Risk classification (simple but effective)

A lightweight classification can be computed with 5 questions:

  1. Blast radius: how many systems/users/tenants can be affected?
  2. Reversibility: can you roll back safely and quickly?
  3. Boundary impact: does it touch auth, tenancy, secrets, or environment separation?
  4. Schema impact: does it change schema/migrations?
  5. Production impact: does it change production behavior directly?

Operational rule:

  • if 2+ answers are “high”, treat as high-risk and elevate oversight.

TODO: If you want formal scoring bands, define them in Framework and keep the standards “policy-agnostic”.

Approval packets (reduce rubber-stamping)

When an approval is required, the approver should receive a standard packet:

  • concise summary (what changes, why)
  • diff or change set reference
  • risk classification result
  • rationale for significant decisions
  • validation evidence (tests, checks, migration rehearsal, etc.)
  • rollback plan (for production-impacting changes)

If approvers lack this context, approvals become symbolic.

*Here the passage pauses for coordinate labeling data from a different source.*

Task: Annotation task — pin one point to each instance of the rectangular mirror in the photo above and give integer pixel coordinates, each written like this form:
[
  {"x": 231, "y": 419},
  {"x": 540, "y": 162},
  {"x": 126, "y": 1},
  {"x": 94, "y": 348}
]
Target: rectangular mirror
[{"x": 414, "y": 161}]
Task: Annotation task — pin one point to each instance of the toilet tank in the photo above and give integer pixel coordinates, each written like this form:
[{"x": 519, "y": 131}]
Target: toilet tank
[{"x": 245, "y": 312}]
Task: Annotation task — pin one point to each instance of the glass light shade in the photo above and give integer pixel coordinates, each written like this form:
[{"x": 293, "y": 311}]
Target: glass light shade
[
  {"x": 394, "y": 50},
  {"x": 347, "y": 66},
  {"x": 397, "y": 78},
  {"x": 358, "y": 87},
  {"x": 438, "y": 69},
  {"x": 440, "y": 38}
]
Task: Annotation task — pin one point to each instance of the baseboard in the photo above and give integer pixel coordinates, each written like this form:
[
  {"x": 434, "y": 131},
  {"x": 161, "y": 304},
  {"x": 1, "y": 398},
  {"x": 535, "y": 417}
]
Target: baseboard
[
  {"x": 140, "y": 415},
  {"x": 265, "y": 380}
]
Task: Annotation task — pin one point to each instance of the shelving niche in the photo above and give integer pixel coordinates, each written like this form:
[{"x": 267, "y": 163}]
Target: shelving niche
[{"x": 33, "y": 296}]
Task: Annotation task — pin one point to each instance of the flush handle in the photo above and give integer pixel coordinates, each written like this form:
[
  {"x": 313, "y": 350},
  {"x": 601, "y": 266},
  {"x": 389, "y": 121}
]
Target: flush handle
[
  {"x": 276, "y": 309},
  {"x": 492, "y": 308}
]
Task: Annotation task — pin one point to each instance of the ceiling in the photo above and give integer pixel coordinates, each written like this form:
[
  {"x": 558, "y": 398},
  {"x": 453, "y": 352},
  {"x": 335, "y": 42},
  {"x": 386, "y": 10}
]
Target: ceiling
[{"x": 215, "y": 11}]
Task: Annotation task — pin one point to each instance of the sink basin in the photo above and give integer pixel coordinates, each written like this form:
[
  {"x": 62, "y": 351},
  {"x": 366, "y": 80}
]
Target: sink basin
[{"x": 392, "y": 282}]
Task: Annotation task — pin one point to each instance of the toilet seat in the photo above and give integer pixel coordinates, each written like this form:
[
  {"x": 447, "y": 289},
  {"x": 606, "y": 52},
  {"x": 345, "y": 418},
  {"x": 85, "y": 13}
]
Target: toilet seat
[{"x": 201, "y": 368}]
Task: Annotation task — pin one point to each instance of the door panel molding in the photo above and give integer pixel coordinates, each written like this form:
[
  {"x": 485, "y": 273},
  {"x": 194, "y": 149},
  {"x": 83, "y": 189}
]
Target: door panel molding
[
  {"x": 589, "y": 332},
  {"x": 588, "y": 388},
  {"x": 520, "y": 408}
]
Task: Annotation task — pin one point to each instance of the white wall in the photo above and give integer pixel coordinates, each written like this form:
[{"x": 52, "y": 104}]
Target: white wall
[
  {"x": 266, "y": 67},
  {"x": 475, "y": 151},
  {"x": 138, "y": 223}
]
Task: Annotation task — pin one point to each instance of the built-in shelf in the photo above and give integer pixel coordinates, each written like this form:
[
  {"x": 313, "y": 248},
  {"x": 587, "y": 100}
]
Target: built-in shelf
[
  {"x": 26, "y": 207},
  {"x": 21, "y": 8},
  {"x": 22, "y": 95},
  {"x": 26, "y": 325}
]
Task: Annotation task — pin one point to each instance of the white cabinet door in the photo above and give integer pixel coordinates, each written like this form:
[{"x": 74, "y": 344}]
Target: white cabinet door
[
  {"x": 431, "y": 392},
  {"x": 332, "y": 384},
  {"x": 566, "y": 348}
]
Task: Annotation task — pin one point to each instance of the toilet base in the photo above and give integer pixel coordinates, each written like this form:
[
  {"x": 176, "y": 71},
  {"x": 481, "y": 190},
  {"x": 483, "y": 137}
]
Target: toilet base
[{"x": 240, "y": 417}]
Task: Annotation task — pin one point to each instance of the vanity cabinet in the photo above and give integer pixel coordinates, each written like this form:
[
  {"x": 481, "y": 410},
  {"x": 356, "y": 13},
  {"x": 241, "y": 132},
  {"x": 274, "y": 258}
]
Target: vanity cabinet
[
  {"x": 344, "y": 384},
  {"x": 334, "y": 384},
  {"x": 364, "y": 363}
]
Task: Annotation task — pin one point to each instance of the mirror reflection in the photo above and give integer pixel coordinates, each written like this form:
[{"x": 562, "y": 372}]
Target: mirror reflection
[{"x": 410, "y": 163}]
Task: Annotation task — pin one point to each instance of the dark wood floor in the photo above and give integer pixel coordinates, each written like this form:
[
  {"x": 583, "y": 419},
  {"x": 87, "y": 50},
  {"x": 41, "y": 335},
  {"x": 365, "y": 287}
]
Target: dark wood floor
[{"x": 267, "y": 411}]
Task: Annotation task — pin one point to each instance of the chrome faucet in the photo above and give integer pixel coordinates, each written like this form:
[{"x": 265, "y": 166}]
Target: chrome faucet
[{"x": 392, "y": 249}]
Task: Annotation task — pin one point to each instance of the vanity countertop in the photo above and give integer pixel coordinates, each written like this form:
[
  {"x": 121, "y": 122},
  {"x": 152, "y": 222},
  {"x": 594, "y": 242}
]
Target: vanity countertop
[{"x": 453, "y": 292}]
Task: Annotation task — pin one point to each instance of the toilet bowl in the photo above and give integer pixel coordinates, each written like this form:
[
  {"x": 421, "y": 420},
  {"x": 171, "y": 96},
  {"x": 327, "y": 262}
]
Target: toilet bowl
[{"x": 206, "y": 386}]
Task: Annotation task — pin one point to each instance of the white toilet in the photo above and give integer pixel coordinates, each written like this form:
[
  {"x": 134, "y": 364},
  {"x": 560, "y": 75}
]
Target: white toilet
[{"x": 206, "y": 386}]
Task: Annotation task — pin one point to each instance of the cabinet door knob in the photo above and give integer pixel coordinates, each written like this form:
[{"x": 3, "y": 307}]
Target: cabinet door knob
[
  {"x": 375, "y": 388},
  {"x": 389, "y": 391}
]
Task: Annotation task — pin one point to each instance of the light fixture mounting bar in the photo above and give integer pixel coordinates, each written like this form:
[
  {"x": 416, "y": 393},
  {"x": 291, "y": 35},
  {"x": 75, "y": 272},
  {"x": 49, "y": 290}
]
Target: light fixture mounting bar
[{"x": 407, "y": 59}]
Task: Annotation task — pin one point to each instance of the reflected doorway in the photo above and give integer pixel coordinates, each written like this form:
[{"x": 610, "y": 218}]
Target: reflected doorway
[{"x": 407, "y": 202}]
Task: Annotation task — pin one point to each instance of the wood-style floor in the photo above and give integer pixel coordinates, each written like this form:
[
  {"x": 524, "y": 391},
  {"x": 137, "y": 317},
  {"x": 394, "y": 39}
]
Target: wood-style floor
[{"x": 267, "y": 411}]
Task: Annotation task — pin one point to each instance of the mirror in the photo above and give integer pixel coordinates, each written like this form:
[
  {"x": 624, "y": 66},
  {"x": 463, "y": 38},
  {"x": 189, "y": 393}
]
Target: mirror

Escalation and emergency stops

Operationalize:

  • who can override an agent decision
  • who can trigger emergency stop
  • what happens immediately after (triage, containment, replay reconstruction)
  • how post-incident learning updates checkpoints and policies

Reference:

  • Evidence requirements live in /docs/standards/human-oversight-standards
  • Replayability support: /docs/framework/behavior-verification

Metrics that reveal whether oversight is working

Track a small set:

  • approval latency (median / p95)
  • override frequency and reasons
  • emergency stop events (count and outcomes)
  • incident rate tied to agentic changes
  • % of significant actions with complete rationale records

Interpretation tips:

  • very low latency + low context packets often indicates rubber-stamping
  • very high latency suggests checkpoints are too broad or poorly routed

Common failure modes (and mitigations)

  • Approval theater: approvals exist but no one understands them
    • mitigate with approval packets + sampling review
  • Checkpoint sprawl: too many approvals, everything slows
    • mitigate by narrowing to boundary-impacting actions
  • Shadow automation: teams bypass governed agents because governance is painful
    • mitigate by making compliance easier than bypassing

TODO: Add a sample checkpoint register table once you standardize your internal fields.